意気揚々の初出社。みんな目を輝かせていた。
しかし、なぜか初日の株価は下落から始まった。
その後も毎日ずるずると下がり続ける。
なぜこんなに下がるのか。原因はだれにもわからなかった。
1990年4月。日経平均は2万8千円。
なんと4ヶ月で1万円以上も下がってしまったのだ。
こうなるとすべての顧客が損失をこうむり、もうボロボロだった。
買う余力がある顧客なんてひとりもいない。
それでもノルマが減ることはなかった。
「この損どうしてくれるんだ!」クレームの電話がかかってくる。
お客なんて勝手なもんだ。
儲かっているうちはいいが、損をし出すと営業マンのせいにする。
その筋のひとに脅され、監禁されそうになったこともあった。
当時一番の顧客だったある会社の社長。

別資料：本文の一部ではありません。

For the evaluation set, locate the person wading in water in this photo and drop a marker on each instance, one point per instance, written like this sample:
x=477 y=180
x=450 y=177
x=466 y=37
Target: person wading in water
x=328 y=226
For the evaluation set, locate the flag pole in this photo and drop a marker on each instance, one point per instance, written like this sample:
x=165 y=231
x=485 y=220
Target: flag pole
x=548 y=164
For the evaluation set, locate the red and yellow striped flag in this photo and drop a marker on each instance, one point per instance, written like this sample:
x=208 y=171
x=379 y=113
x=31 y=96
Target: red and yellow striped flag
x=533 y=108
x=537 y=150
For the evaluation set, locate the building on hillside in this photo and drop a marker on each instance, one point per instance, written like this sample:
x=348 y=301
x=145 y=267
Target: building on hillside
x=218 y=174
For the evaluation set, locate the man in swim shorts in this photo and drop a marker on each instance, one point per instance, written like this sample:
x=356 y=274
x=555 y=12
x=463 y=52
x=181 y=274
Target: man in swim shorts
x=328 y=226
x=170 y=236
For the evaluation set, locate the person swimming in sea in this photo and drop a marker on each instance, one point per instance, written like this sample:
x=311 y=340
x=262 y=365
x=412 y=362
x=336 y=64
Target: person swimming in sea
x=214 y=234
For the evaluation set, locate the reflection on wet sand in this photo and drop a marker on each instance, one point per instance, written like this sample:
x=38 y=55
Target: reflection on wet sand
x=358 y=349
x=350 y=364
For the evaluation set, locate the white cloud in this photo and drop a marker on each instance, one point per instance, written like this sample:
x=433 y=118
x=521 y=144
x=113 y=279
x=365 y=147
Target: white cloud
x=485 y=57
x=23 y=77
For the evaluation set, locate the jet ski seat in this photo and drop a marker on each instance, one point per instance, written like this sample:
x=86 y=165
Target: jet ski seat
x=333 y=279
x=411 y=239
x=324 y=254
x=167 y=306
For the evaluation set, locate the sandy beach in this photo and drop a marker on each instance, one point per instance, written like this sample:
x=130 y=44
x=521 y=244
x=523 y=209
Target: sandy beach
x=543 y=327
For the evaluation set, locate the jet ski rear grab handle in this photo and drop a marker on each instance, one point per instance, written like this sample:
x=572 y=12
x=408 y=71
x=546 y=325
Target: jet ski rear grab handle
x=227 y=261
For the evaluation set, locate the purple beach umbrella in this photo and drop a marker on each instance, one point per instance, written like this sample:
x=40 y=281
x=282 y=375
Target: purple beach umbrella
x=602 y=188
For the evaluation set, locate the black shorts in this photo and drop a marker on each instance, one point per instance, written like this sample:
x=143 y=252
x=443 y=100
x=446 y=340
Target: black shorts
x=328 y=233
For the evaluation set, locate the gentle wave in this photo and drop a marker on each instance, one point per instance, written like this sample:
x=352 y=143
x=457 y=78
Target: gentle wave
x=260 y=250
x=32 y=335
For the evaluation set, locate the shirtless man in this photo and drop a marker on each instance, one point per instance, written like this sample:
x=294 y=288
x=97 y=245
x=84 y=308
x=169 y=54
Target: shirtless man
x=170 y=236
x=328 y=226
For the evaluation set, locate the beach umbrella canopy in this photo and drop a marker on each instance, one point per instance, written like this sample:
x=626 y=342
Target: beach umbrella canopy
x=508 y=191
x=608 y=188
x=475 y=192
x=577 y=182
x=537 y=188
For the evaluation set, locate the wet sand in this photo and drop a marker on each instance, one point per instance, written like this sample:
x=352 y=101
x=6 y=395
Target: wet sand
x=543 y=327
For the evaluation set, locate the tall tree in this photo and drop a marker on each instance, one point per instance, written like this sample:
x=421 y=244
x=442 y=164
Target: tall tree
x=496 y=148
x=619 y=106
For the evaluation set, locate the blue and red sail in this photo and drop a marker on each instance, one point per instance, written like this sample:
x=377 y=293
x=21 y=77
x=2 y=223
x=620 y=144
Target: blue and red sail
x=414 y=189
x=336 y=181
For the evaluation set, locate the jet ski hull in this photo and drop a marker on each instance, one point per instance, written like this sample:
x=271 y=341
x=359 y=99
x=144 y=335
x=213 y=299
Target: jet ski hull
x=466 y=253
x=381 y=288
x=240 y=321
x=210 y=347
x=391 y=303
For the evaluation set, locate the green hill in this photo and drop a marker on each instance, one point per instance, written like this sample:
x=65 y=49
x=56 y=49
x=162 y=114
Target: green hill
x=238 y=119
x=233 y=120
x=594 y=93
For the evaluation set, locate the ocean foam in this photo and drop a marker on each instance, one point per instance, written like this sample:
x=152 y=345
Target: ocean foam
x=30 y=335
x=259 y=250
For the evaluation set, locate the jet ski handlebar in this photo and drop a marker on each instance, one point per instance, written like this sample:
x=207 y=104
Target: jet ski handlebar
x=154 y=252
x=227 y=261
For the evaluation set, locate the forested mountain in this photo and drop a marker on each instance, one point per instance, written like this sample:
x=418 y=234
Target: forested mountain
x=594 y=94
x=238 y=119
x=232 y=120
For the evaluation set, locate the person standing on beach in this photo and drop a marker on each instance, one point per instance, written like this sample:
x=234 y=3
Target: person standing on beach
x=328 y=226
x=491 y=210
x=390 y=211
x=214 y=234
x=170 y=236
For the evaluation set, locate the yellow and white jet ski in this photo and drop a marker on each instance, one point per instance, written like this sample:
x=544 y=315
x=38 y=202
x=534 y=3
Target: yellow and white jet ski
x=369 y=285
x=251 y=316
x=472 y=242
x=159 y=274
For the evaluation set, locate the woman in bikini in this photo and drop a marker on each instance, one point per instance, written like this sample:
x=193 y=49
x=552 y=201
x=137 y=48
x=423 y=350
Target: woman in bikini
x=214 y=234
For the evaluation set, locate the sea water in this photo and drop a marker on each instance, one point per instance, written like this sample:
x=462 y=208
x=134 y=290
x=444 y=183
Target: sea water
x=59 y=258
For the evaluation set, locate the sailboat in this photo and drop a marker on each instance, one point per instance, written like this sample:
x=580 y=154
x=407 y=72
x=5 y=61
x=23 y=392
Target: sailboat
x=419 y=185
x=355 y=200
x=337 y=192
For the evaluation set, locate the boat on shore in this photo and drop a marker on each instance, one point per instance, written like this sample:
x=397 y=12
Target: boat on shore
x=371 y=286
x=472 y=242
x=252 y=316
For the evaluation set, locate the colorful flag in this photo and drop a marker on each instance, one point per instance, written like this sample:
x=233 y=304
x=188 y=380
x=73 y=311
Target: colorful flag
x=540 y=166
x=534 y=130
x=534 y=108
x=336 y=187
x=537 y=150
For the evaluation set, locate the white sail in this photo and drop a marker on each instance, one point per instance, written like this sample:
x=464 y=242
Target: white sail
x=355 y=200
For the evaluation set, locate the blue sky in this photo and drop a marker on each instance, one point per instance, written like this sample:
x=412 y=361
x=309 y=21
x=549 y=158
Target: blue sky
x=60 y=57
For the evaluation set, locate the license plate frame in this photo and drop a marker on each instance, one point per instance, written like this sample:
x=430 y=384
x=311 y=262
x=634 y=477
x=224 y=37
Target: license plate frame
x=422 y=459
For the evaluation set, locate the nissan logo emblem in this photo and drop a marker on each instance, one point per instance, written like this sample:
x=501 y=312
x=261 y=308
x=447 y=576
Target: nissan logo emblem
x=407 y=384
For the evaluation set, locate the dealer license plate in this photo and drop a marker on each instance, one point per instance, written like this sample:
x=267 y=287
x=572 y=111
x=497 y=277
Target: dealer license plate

信用取引で損が数億円に膨らんだ。
そのときから電話をしても一切出てくれなくなった。
「自分の判断でやってるんだからこっちには責任がない」と開きなおることもできず、すぐさま自宅に謝りに行った。
ところがいるはずなのに出てきてくれない。
次の日の夜。また訪問したが、今度も居留守。
毎晩続けて一週間。やっと出てきてくれたと思ったら、塩をまかれた。
それでもめげずに通い続ける。
二週間でようやく口をきいてもらえるようになった。
一か月で家の中に上がらせてもらえるまでになった。
「損したのは、あんたのせいじゃないとわかってるんやけどね」
やっとまともに話ができた。
その日は、社長の生い立ちや商売のことなど、初めて聞く話も多かった。
実は本業ではかなり利益が出ていたらしい。
バブル崩壊ですべてを失うことにならなかったのが救いだった。